Resupplying future United States Marine Corps’ expeditionary advanced bases means developing resilient resupply methods. This thesis looks for a solution to reduce the risks associated with complex resupply operations, where troops and high-value equipment are exposed to the dangers of operations in a contested environment. Using unmanned aerial vehicles (UAVs), logistics missions can be conducted at greater efficiency and at lower risk to the force. This work addresses the problem of last-mile resupply using multiple autonomous UAVs. We develop an optimal UAV routing system, which creates the optimal energy-efficient flight paths for the UAVs between resupply nodes, accounting for changing wind conditions. The optimal minimum energy-trajectory generation (UAV flight path and velocity along the flight path) that connects each pair of nodes is based on the Pontryagin maximum principle. By minimizing energy expenditures required for flight, we increase UAV range and decrease the logistical resupply footprint in contested terrain.
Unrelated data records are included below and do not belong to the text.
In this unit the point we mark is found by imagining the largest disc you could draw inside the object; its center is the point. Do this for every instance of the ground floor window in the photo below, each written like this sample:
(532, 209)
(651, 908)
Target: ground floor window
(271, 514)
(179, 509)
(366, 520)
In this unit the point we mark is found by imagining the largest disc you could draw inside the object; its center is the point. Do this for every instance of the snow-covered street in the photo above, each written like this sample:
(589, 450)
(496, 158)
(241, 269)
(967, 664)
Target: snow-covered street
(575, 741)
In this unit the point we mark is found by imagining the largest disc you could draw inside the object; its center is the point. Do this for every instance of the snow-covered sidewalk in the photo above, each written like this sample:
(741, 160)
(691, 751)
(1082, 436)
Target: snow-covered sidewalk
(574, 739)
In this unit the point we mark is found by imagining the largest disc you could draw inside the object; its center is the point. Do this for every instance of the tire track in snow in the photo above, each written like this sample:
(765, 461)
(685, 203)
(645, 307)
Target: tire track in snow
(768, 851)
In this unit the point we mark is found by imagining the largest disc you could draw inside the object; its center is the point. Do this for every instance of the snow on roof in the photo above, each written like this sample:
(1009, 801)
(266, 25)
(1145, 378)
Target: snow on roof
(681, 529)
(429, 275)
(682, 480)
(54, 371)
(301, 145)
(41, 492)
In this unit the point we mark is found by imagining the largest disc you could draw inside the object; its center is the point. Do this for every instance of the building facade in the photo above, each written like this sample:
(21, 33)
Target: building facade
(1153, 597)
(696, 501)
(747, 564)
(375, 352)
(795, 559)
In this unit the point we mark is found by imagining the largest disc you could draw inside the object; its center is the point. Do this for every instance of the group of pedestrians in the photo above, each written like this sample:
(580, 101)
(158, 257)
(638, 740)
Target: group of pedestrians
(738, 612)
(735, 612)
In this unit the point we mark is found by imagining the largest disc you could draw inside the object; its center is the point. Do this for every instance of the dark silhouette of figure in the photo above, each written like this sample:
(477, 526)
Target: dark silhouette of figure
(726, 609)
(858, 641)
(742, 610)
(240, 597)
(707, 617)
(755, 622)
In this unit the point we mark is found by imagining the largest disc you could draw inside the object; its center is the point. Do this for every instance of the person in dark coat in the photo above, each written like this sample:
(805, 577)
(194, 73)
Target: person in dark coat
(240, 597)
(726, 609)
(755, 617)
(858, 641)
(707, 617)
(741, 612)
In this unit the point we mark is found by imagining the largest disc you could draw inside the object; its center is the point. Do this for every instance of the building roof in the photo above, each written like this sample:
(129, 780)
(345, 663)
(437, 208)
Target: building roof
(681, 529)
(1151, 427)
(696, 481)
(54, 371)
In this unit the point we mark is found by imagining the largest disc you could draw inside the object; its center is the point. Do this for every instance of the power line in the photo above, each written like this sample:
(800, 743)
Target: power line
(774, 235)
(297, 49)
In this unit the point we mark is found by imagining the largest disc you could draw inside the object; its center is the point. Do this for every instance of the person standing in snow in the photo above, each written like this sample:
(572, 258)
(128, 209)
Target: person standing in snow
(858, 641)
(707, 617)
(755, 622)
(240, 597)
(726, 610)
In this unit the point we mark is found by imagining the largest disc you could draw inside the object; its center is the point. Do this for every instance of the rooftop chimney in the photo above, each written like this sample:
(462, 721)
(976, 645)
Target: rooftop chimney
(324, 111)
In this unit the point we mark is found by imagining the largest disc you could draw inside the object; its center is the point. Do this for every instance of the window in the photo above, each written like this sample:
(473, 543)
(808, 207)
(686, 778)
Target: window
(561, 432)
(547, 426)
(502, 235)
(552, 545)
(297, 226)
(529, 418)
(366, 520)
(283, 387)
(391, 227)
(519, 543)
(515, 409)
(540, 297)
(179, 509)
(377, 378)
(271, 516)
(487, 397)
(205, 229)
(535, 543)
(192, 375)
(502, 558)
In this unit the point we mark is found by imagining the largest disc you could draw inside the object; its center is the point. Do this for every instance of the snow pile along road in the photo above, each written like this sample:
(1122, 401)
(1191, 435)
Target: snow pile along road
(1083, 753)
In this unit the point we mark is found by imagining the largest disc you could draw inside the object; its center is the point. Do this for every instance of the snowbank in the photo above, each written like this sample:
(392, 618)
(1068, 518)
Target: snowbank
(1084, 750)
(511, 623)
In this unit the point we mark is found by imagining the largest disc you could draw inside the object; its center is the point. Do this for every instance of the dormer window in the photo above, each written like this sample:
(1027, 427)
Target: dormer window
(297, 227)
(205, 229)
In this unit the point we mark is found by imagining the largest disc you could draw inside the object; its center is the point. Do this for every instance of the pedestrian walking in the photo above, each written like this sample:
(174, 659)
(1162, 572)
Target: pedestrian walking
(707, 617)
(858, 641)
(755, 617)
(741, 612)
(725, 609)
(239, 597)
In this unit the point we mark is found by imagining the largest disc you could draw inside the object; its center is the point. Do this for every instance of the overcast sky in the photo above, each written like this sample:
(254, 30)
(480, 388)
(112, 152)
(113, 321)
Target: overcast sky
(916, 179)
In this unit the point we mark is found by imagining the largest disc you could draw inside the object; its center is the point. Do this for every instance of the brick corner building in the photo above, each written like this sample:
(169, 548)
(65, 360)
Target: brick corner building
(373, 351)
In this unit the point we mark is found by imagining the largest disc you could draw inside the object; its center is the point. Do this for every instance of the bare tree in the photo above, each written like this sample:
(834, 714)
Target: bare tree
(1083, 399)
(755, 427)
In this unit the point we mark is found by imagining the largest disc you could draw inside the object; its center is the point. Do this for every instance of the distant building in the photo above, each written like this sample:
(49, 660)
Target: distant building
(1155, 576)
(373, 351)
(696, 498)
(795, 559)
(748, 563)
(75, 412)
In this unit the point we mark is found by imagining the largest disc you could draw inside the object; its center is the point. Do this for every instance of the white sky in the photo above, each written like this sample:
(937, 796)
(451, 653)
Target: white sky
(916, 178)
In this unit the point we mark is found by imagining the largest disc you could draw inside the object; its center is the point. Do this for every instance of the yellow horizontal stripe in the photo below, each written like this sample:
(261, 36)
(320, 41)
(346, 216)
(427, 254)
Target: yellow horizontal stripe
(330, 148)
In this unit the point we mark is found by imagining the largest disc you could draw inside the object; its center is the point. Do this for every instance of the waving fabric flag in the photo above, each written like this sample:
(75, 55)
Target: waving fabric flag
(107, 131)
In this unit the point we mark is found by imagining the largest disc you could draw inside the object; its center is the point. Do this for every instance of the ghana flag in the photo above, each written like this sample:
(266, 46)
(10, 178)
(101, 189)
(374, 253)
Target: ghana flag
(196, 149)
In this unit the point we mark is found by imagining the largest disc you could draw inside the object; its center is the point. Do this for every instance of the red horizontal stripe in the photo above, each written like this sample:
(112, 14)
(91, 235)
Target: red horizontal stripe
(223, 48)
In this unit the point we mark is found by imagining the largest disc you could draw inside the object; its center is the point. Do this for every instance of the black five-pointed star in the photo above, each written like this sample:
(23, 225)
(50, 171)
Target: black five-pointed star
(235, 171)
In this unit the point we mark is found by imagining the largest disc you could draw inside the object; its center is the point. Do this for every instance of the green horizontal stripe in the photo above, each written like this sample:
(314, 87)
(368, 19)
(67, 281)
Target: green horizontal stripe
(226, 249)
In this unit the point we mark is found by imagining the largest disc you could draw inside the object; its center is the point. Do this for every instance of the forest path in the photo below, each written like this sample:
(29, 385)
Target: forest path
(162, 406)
In order to minimize energy expenditures among multiple resupply nodes, we build on work done with a multiple-traveling salesmen problem to create optimal UAV delivery routes. While the general case of the optimal routing problem is not new, formulating this task as an optimal trajectory control problem, tied to the optimal routing of military logistics missions, increases the flexibility, agility and effectiveness of the Marine Corps.